Pointing to a Hard Drive and claiming it holds a few thousand document is not
really helpful if the documents do not open on a screen. You can hold them but
you can't see them. Theft is also easy. They will fit on something no larger
than your thumb nail.
Anyway,
with e-communication being the fastest and cheapest way at reaching out to
people, you are facing a barrage of, at times, useless chatter coming to you.
Ordinarily a confirmation of change of address request is you receiving your
mail at the new address. Now you will receive confirmation of this change by
email, text and even a phone call. Do you keep these messages as important or
delete them. With no paper backups, you are at a loss to know what to do and
prefer to err on the side of caution by storing them. The super cautious may
take a print and defeat the very purpose of going paperless.
So what
all is coming to you electronically? Bank statements, brokerage statements,
bills, sales campaigns, transaction records and what not. How do you store
these things.
- Retain the emails in your mail box.
- Download the attachments that came with the
email and store them in a folder in your hard drive.
- Do a and b above.
- Back up emails and your hard drive with a desk
top external storage device.
- Back up on line.
- Do a, b, d, and e above.
- Do f above and take a print of all
communication, file them and create cross references.
Electronic
communication has created more record keeping issues than paper communication.

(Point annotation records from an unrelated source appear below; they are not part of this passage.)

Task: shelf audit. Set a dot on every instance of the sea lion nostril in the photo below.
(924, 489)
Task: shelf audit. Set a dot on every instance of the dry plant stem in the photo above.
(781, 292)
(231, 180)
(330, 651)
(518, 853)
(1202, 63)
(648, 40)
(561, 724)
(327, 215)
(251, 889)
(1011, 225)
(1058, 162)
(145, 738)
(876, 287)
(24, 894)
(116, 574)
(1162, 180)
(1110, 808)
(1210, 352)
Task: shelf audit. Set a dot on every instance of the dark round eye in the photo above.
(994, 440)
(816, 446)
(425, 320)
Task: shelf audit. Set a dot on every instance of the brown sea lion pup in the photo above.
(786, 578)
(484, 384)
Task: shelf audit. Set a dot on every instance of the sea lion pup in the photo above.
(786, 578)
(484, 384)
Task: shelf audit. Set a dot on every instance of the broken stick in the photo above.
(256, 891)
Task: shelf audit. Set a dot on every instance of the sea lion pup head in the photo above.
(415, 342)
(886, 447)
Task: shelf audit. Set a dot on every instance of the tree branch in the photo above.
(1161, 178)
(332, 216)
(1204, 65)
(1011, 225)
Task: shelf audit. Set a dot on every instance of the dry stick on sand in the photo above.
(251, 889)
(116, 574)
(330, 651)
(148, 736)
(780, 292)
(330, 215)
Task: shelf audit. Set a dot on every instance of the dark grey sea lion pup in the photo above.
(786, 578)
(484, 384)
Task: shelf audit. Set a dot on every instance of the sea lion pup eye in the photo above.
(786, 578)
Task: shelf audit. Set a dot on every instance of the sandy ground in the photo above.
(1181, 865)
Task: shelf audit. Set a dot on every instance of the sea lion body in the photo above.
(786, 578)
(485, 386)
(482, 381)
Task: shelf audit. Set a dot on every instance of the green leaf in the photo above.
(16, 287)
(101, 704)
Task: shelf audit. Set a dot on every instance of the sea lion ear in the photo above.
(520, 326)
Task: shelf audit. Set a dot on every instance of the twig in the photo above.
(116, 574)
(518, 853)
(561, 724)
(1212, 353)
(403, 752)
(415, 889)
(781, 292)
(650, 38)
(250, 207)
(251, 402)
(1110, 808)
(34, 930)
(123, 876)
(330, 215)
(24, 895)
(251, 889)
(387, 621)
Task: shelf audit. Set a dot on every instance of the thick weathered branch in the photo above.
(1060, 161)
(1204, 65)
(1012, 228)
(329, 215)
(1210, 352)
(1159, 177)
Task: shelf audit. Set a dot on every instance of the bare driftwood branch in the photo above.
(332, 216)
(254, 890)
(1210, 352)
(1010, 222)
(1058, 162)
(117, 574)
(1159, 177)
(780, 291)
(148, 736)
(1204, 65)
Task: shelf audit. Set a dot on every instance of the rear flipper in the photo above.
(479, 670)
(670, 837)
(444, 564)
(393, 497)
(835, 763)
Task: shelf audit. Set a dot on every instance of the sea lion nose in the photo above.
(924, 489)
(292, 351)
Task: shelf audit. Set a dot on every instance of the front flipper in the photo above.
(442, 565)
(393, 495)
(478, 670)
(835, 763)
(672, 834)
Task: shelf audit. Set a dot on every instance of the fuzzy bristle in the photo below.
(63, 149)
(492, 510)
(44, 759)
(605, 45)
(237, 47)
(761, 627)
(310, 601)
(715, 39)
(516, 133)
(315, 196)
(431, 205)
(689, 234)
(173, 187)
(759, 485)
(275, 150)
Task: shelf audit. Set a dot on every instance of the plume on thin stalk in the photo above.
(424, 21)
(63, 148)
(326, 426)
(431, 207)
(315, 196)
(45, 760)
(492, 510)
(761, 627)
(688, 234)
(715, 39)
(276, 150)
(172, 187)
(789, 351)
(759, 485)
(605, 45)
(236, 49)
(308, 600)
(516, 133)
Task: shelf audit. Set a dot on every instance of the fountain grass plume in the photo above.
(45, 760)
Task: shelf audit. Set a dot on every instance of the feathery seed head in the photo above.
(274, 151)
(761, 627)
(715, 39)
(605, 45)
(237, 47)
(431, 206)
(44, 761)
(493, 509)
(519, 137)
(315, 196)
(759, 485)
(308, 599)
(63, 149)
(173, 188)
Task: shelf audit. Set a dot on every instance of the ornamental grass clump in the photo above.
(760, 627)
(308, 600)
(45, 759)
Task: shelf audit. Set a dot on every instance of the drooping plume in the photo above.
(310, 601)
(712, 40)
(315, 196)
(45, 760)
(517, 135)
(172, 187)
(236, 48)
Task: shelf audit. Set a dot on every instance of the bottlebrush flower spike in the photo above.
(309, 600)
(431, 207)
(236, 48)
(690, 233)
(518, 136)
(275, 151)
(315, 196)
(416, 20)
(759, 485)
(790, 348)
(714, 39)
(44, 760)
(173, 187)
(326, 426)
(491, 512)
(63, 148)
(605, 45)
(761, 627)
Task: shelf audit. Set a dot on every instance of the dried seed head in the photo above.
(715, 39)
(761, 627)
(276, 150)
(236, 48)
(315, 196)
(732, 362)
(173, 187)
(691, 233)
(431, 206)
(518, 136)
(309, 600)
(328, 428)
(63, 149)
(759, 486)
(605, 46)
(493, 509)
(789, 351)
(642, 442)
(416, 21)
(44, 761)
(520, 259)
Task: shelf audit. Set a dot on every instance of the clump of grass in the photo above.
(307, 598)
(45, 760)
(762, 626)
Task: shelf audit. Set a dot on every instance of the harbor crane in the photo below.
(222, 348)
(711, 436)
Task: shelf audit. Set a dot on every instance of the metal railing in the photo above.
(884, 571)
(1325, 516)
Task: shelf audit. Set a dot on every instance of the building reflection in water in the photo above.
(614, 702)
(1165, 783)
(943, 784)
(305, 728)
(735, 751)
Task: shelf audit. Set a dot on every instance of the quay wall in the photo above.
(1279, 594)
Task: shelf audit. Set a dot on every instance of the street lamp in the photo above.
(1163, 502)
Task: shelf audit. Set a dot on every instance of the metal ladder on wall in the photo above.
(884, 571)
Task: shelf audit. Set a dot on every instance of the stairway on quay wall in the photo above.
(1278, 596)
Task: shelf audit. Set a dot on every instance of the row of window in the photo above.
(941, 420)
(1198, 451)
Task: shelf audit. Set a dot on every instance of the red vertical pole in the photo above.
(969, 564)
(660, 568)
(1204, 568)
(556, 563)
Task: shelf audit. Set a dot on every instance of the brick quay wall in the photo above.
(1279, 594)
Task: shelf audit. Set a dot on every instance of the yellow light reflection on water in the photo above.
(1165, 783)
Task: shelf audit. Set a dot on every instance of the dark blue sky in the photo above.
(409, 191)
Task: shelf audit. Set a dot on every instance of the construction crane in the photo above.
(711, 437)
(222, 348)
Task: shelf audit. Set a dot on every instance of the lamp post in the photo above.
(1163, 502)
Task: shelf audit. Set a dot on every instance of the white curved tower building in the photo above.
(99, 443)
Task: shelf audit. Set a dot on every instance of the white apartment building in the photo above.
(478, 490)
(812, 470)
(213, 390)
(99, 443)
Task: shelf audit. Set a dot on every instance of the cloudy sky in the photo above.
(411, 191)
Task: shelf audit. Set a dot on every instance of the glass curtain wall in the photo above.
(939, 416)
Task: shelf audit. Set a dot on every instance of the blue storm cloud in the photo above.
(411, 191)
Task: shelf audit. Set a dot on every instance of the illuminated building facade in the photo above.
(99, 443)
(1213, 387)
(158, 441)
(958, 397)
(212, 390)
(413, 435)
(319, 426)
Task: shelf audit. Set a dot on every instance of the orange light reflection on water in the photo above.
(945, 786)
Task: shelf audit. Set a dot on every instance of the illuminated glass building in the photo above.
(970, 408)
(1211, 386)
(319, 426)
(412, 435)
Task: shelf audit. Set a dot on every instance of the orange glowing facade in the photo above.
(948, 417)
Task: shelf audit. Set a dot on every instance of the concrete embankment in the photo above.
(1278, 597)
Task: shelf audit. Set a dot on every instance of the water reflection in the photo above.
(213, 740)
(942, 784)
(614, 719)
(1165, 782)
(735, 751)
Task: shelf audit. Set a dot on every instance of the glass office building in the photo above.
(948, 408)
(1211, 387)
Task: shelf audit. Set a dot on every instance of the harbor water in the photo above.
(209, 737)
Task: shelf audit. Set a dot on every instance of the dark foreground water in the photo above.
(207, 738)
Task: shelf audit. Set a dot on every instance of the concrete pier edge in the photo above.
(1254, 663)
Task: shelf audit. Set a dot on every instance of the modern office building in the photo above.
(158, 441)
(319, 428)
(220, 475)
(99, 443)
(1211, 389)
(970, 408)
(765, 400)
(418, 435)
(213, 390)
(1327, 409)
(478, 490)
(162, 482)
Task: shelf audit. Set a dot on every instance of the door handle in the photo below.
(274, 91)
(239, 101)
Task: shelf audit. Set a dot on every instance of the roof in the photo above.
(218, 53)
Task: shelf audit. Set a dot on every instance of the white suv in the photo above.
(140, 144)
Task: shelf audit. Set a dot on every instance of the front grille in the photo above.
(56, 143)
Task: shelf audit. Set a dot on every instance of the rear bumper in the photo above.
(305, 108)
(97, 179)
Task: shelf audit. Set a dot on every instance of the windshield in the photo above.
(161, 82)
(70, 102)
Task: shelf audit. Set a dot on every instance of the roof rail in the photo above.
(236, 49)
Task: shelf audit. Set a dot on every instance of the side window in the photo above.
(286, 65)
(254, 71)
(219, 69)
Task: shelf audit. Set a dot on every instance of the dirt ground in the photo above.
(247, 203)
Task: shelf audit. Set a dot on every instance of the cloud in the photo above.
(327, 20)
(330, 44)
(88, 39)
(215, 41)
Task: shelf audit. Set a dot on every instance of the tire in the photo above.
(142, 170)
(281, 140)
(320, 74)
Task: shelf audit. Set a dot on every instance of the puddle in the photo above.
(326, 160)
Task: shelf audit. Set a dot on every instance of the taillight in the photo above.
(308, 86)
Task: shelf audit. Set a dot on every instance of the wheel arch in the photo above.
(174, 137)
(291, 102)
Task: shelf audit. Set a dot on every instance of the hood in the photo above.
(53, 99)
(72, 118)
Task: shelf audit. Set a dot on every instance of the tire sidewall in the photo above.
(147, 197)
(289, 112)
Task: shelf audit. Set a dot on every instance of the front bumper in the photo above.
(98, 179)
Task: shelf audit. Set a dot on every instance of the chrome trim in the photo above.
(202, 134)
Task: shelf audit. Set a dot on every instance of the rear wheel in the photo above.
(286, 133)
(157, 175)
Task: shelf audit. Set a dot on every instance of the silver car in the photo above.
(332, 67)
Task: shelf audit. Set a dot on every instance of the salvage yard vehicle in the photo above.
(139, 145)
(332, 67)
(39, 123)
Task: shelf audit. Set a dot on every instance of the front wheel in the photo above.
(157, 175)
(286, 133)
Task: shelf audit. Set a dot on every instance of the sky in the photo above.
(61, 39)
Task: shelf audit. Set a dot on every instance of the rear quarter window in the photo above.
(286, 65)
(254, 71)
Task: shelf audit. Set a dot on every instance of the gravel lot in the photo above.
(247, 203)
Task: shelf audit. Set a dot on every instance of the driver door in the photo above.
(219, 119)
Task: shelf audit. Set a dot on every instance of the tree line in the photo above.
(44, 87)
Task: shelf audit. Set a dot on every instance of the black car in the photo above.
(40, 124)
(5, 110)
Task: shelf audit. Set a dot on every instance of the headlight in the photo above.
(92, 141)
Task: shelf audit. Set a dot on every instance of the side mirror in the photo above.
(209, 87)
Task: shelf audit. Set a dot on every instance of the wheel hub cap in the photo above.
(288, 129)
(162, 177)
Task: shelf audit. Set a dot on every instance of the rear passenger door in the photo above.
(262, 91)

Also the fact that it has actually increased cost to the recipients than the
senders. There is more time spent in checking mails, storing attachments and
sifting through junk mail figuring what is important and what is not. Also
there is the danger of emails bouncing due to full mailboxes giving rise to the
risk of losing out on the truly important communication.
But as
time progresses, there is no going back. These are some of the perils of modern
day mail and unless one chooses to live in a cave, there is no escaping it.
Happy storing and happy purging friends.